Second, remember that Keller’s target audience was supposed to be people who don’t already believe a Giant Invisible Person is behind the universe, pulling the levers and pushing the buttons to make things happen. The book attempts to address our objections, but even there he keeps misrepresenting what skeptics actually think. His pastoral sensibilities keep bleeding through the pages, truncating the discussion in order to hurry up and get to the sermon. Here at the end of the twelfth chapter I find myself wondering if there will be an invitation given. Maybe if I turn to the back I’ll find a tithing envelope glued to the last page.

Third, Keller assumes far too much of his reader, as if we’ve already agreed with him that thought crimes deserve torture and that one person can pay for another person’s wrongdoings. But is that really justice? Does it work like that in any other setting? Would we even want it to?

Keller says it fixes everything if the punisher and the punished are the same person. In reality that makes no sense at all, and it bears all the markings of a doctrine created in committee.

Truth By Committee

Do you know what I mean by that? Have you ever found it hard to follow a movie because the story can’t seem to make up its mind where it’s headed? The motivations of the characters keep changing, and it feels like multiple plots are fighting for dominance. Eventually the whole storyline will become so unraveled and messy that a deus ex machina has to swoop in and inexplicably save the day with magic. The chances are good the movie felt disjointed because it was written by too many people with too many incongruous thematic axes to grind.

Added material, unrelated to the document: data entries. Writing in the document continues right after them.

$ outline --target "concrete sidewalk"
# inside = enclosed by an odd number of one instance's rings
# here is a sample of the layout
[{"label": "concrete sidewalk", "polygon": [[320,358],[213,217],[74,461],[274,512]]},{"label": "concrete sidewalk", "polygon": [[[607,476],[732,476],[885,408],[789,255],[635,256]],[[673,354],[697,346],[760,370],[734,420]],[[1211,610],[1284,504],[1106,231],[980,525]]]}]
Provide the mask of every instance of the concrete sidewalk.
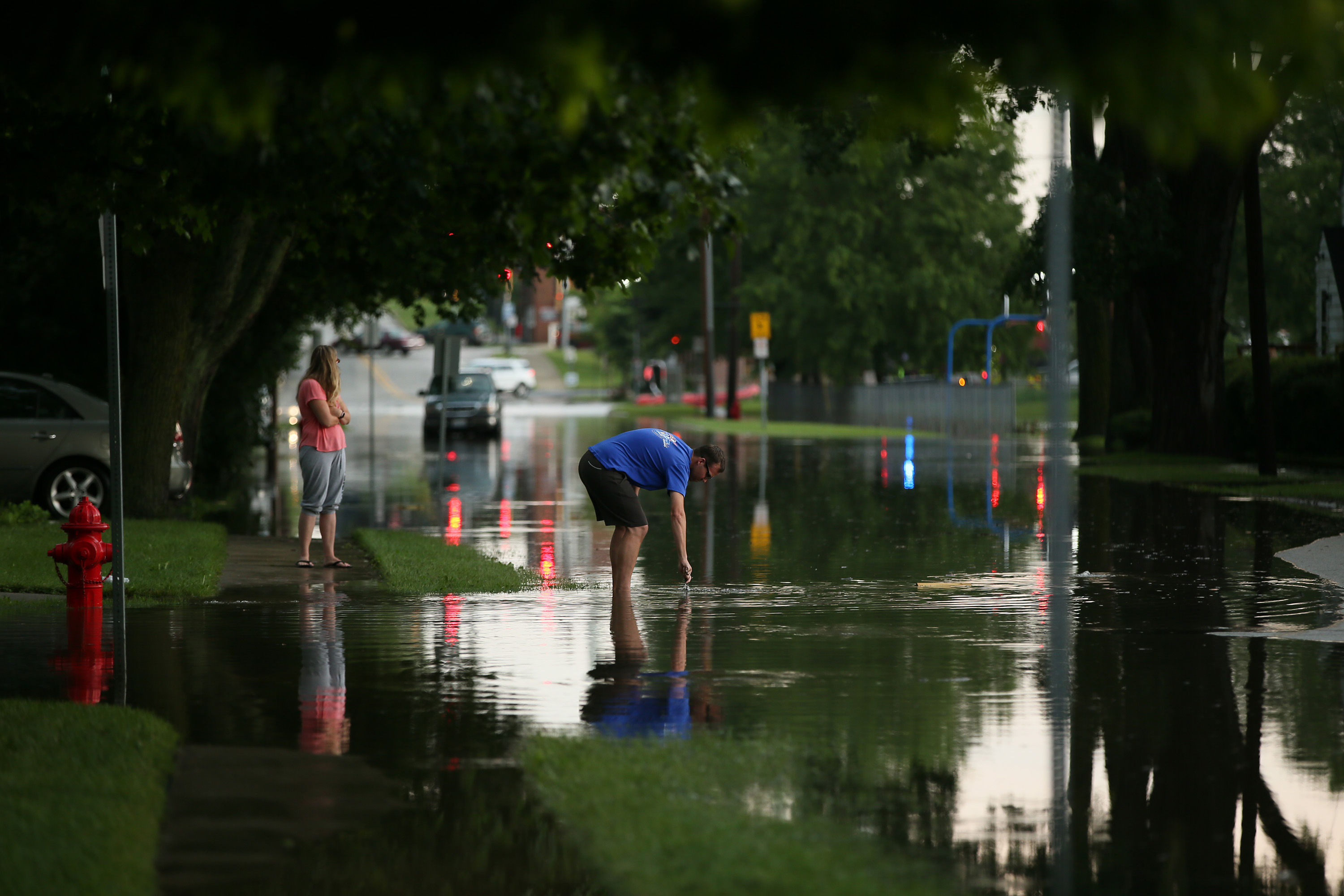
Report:
[{"label": "concrete sidewalk", "polygon": [[312,570],[294,566],[298,560],[298,539],[230,535],[228,559],[224,562],[219,587],[223,590],[267,584],[367,582],[378,578],[368,556],[349,539],[341,539],[336,545],[336,556],[351,564],[348,570],[323,567],[323,543],[317,539],[313,539],[309,556],[317,564]]}]

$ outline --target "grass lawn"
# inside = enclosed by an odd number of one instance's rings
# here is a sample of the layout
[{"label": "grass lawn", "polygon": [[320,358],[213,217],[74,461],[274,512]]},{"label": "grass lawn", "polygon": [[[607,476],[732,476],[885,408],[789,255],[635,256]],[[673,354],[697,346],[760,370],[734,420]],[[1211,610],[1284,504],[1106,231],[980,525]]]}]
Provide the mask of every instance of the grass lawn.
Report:
[{"label": "grass lawn", "polygon": [[[1023,423],[1044,423],[1050,418],[1050,396],[1044,387],[1017,387],[1017,426]],[[1078,390],[1068,390],[1068,419],[1078,419]]]},{"label": "grass lawn", "polygon": [[152,896],[177,733],[142,709],[0,700],[7,896]]},{"label": "grass lawn", "polygon": [[1085,458],[1081,476],[1113,476],[1132,482],[1163,482],[1198,492],[1293,501],[1344,504],[1344,473],[1285,472],[1261,476],[1251,463],[1218,457],[1128,451]]},{"label": "grass lawn", "polygon": [[444,544],[419,532],[355,529],[355,540],[368,551],[374,566],[394,591],[409,594],[523,591],[542,578],[509,563],[500,563],[468,545]]},{"label": "grass lawn", "polygon": [[805,813],[780,821],[797,793],[792,775],[800,764],[788,747],[699,735],[534,737],[523,752],[543,802],[612,892],[954,892],[950,880],[883,850],[874,837]]},{"label": "grass lawn", "polygon": [[[51,523],[0,527],[0,591],[65,594],[47,556],[65,540],[66,533]],[[218,523],[126,520],[126,595],[211,596],[219,590],[227,541]],[[105,564],[102,571],[106,575],[112,567]]]},{"label": "grass lawn", "polygon": [[[552,348],[546,353],[555,364],[556,372],[563,377],[570,365],[564,361],[564,351]],[[612,388],[621,380],[621,372],[607,365],[602,371],[602,359],[591,348],[578,349],[578,359],[574,361],[574,371],[579,375],[579,384],[575,388]]]}]

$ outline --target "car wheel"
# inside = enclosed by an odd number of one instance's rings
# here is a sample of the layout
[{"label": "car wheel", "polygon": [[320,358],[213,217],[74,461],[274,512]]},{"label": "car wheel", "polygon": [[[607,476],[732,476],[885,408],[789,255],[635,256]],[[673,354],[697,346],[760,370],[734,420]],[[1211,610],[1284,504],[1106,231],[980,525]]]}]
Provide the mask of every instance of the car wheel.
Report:
[{"label": "car wheel", "polygon": [[108,496],[108,474],[87,461],[56,463],[38,482],[38,505],[52,516],[69,517],[83,496],[94,506]]}]

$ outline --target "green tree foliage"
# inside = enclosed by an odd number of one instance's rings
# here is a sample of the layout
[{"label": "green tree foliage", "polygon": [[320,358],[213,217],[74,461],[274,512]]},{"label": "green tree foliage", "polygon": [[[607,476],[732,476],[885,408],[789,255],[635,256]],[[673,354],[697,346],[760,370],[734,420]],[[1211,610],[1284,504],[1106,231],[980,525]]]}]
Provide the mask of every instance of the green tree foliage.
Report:
[{"label": "green tree foliage", "polygon": [[771,312],[781,373],[938,371],[953,321],[1003,309],[1021,223],[1005,120],[981,109],[946,148],[774,120],[757,159],[742,300]]},{"label": "green tree foliage", "polygon": [[[749,345],[746,313],[767,310],[781,375],[853,382],[864,371],[939,372],[953,321],[1003,310],[999,287],[1020,240],[1016,161],[1011,121],[984,103],[942,146],[884,138],[859,113],[766,116],[734,203],[743,234],[739,349]],[[720,306],[732,251],[716,240]],[[699,232],[679,232],[629,297],[599,297],[594,324],[605,349],[628,359],[636,325],[644,351],[673,351],[672,336],[689,348],[702,332],[699,253]],[[1020,367],[1028,340],[997,341]],[[984,330],[968,332],[958,348],[957,364],[978,369]]]},{"label": "green tree foliage", "polygon": [[[81,235],[77,222],[93,232],[103,204],[118,214],[128,508],[161,510],[173,422],[194,453],[222,359],[254,321],[273,330],[259,343],[273,351],[250,349],[249,383],[255,364],[273,373],[292,361],[293,340],[277,332],[386,298],[430,296],[442,314],[469,317],[505,266],[613,282],[652,259],[683,208],[712,207],[720,179],[687,94],[609,77],[624,93],[570,132],[546,82],[495,74],[396,107],[297,83],[267,133],[237,138],[153,97],[48,105],[7,82],[0,153],[17,172],[7,266]],[[11,301],[32,308],[52,282]],[[278,313],[261,314],[273,298]]]},{"label": "green tree foliage", "polygon": [[[1340,224],[1344,177],[1344,85],[1289,98],[1259,157],[1265,228],[1265,300],[1270,343],[1286,330],[1292,344],[1316,340],[1316,253],[1321,228]],[[1227,287],[1230,339],[1246,329],[1246,230],[1236,224]]]}]

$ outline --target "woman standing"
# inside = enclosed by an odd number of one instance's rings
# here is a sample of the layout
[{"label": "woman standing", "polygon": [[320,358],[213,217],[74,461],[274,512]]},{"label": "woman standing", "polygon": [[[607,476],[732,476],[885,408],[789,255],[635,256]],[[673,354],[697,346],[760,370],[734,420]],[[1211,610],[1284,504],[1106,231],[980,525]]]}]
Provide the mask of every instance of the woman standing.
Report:
[{"label": "woman standing", "polygon": [[340,398],[340,359],[331,345],[319,345],[298,383],[298,469],[304,474],[298,514],[298,563],[312,568],[308,545],[313,523],[323,536],[323,566],[348,570],[336,556],[336,508],[345,492],[345,427],[349,408]]}]

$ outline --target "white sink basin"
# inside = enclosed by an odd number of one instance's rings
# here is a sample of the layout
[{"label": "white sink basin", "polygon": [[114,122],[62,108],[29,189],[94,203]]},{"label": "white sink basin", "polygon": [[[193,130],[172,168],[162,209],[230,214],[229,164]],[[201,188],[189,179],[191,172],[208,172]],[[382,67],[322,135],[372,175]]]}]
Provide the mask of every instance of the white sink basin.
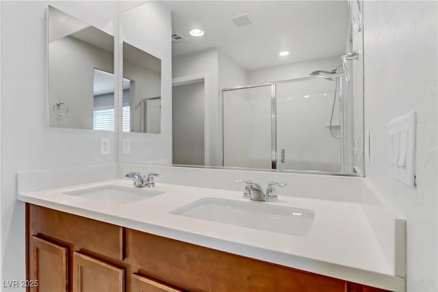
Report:
[{"label": "white sink basin", "polygon": [[102,202],[125,204],[151,198],[164,193],[164,191],[142,187],[103,185],[79,191],[66,191],[64,194]]},{"label": "white sink basin", "polygon": [[307,209],[216,198],[198,200],[170,213],[295,236],[307,235],[315,217]]}]

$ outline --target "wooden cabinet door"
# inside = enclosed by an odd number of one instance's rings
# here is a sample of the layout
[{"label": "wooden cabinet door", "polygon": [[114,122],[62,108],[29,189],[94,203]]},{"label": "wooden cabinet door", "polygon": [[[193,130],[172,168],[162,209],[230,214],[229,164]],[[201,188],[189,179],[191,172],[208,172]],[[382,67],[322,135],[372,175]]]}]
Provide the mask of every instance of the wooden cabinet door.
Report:
[{"label": "wooden cabinet door", "polygon": [[162,282],[141,275],[133,274],[131,276],[131,292],[182,292]]},{"label": "wooden cabinet door", "polygon": [[123,292],[125,269],[73,252],[73,292]]},{"label": "wooden cabinet door", "polygon": [[[68,291],[68,250],[36,236],[29,245],[29,282],[32,292]],[[38,281],[38,282],[36,282]]]}]

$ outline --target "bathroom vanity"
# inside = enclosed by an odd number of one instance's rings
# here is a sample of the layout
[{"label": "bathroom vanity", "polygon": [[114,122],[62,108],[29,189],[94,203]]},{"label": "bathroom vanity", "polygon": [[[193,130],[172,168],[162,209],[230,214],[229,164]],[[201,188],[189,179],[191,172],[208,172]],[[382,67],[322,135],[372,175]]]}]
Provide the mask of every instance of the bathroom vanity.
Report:
[{"label": "bathroom vanity", "polygon": [[[27,279],[38,280],[39,291],[402,291],[359,206],[242,194],[138,188],[128,180],[20,194]],[[203,217],[203,208],[213,215]],[[227,209],[227,221],[215,217],[217,208]],[[305,217],[288,218],[282,229],[282,208]]]},{"label": "bathroom vanity", "polygon": [[34,204],[27,219],[28,279],[44,291],[383,291]]}]

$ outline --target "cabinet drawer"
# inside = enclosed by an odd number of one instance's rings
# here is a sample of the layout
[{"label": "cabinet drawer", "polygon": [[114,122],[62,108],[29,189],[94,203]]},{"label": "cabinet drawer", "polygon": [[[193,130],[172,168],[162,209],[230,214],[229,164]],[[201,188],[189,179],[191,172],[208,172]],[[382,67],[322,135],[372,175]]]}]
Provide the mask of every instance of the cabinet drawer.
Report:
[{"label": "cabinet drawer", "polygon": [[123,260],[122,227],[31,204],[29,212],[31,235],[44,235],[77,249]]},{"label": "cabinet drawer", "polygon": [[201,290],[320,292],[322,287],[324,292],[346,290],[346,282],[342,280],[131,229],[126,233],[127,255],[133,265],[159,278],[175,279]]},{"label": "cabinet drawer", "polygon": [[131,275],[131,292],[183,292],[162,282],[157,281],[140,274]]},{"label": "cabinet drawer", "polygon": [[73,252],[73,292],[123,292],[125,269]]}]

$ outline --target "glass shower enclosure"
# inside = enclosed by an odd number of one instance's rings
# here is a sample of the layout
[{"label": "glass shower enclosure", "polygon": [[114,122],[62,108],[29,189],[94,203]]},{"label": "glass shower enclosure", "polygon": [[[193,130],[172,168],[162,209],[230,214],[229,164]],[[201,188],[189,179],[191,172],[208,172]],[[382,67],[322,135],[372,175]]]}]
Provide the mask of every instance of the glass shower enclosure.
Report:
[{"label": "glass shower enclosure", "polygon": [[221,90],[222,166],[351,172],[343,76]]}]

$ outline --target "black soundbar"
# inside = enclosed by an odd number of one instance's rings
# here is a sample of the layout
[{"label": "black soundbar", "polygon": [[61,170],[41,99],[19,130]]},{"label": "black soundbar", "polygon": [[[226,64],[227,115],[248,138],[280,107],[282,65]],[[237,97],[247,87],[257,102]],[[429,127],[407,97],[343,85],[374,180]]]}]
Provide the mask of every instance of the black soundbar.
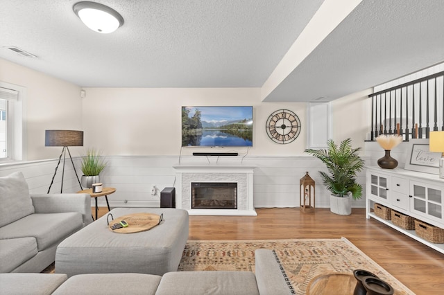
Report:
[{"label": "black soundbar", "polygon": [[237,152],[194,152],[193,156],[237,156]]}]

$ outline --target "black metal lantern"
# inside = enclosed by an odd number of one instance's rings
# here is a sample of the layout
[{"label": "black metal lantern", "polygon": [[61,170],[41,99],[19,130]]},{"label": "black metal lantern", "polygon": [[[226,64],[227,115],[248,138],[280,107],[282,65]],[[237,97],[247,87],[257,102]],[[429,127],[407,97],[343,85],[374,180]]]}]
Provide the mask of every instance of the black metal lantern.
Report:
[{"label": "black metal lantern", "polygon": [[314,180],[310,177],[308,172],[300,181],[299,206],[302,212],[314,211]]}]

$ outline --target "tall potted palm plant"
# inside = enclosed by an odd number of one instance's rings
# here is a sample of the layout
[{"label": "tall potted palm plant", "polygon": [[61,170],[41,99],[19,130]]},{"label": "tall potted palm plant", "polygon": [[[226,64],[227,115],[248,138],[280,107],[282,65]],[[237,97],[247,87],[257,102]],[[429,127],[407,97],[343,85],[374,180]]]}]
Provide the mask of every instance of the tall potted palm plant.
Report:
[{"label": "tall potted palm plant", "polygon": [[82,175],[81,184],[85,188],[91,188],[92,184],[100,181],[99,174],[105,167],[107,162],[102,157],[101,152],[94,149],[87,150],[86,155],[81,157],[82,161]]},{"label": "tall potted palm plant", "polygon": [[364,161],[358,154],[360,151],[361,148],[352,148],[350,138],[343,140],[339,146],[330,139],[327,149],[305,151],[327,166],[327,172],[319,171],[319,174],[324,186],[331,193],[330,211],[334,213],[350,215],[351,197],[358,199],[362,196],[362,186],[357,181],[357,174],[364,165]]}]

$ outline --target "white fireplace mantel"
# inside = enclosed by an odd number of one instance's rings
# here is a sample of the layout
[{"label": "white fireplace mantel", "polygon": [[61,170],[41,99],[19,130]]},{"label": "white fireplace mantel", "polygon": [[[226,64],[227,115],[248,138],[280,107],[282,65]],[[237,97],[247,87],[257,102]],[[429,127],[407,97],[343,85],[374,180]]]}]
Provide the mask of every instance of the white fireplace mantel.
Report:
[{"label": "white fireplace mantel", "polygon": [[[177,172],[176,206],[190,215],[256,216],[253,206],[253,175],[255,166],[173,166]],[[191,182],[235,182],[237,209],[192,209]]]}]

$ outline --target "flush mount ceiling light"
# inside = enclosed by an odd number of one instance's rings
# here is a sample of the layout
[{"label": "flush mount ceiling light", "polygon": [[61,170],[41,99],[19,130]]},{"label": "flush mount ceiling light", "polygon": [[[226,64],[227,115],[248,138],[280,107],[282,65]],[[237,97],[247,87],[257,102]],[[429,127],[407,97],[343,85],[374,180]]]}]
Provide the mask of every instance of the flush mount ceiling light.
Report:
[{"label": "flush mount ceiling light", "polygon": [[123,24],[123,18],[114,9],[95,2],[83,1],[72,9],[91,30],[102,33],[112,33]]}]

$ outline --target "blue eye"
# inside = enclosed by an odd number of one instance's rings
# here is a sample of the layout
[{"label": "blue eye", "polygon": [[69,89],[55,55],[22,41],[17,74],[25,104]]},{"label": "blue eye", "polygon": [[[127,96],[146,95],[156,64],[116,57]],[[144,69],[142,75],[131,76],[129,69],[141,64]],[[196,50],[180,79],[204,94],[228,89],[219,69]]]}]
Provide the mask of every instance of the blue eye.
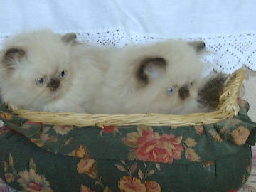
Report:
[{"label": "blue eye", "polygon": [[173,95],[176,92],[176,87],[169,87],[166,89],[166,92],[169,95]]},{"label": "blue eye", "polygon": [[65,76],[66,73],[67,73],[67,72],[65,70],[61,71],[60,73],[60,78],[64,78]]},{"label": "blue eye", "polygon": [[46,78],[40,78],[35,80],[36,85],[43,85],[46,82]]}]

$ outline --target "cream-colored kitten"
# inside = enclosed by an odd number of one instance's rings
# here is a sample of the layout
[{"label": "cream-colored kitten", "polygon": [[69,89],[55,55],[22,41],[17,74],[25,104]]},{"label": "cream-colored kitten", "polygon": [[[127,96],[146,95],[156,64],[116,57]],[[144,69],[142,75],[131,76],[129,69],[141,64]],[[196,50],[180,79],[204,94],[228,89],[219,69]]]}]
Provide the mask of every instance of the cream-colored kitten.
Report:
[{"label": "cream-colored kitten", "polygon": [[31,110],[87,112],[105,67],[75,38],[40,30],[8,40],[0,55],[2,101]]},{"label": "cream-colored kitten", "polygon": [[112,51],[90,112],[185,114],[199,112],[202,41],[165,41]]}]

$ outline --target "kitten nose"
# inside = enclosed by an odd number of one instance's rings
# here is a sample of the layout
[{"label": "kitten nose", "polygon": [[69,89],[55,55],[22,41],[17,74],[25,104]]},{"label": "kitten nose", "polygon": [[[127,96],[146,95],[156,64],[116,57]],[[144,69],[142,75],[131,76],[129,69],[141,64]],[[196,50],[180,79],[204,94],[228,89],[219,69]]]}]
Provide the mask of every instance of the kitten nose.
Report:
[{"label": "kitten nose", "polygon": [[53,90],[56,90],[60,85],[60,80],[56,78],[50,78],[50,82],[48,85]]},{"label": "kitten nose", "polygon": [[181,87],[178,90],[178,95],[181,100],[185,100],[189,97],[189,90],[188,86]]}]

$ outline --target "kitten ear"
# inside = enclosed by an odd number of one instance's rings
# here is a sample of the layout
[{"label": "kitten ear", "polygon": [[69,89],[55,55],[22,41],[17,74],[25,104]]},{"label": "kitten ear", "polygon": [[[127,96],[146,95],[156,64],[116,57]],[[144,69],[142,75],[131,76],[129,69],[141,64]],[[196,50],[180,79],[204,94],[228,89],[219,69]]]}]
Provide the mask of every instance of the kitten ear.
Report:
[{"label": "kitten ear", "polygon": [[4,54],[3,63],[9,69],[15,66],[15,63],[20,61],[26,55],[25,50],[21,48],[11,48]]},{"label": "kitten ear", "polygon": [[206,49],[206,43],[203,41],[195,41],[188,42],[188,43],[192,46],[197,53],[200,53]]},{"label": "kitten ear", "polygon": [[144,83],[159,78],[166,70],[166,61],[162,58],[146,58],[141,63],[137,78]]},{"label": "kitten ear", "polygon": [[77,36],[74,33],[67,33],[61,37],[62,41],[63,41],[65,43],[75,43],[76,39],[77,39]]}]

I imagine that’s what it’s like trying to write a screenplay for Marvel movie.

That’s how the Bible reads because it was written by a hodgepodge of diverse communities who weren’t always looking for the same things to happen. It was written over a period of hundreds of years by people trying to reconcile contradictory ideas formulated by competing traditions. No wonder this religion can’t seem to come together on much of anything at all.

Most of the biblical writers seemed convinced of one thing, though: God needs to see blood. That’s just how people thought back then. The question is why do people still believe it today?

In the next chapter, Keller will move on to the next step in the ordo salutis (i.e. plan of salvation), so you’ve got that to look forward to now.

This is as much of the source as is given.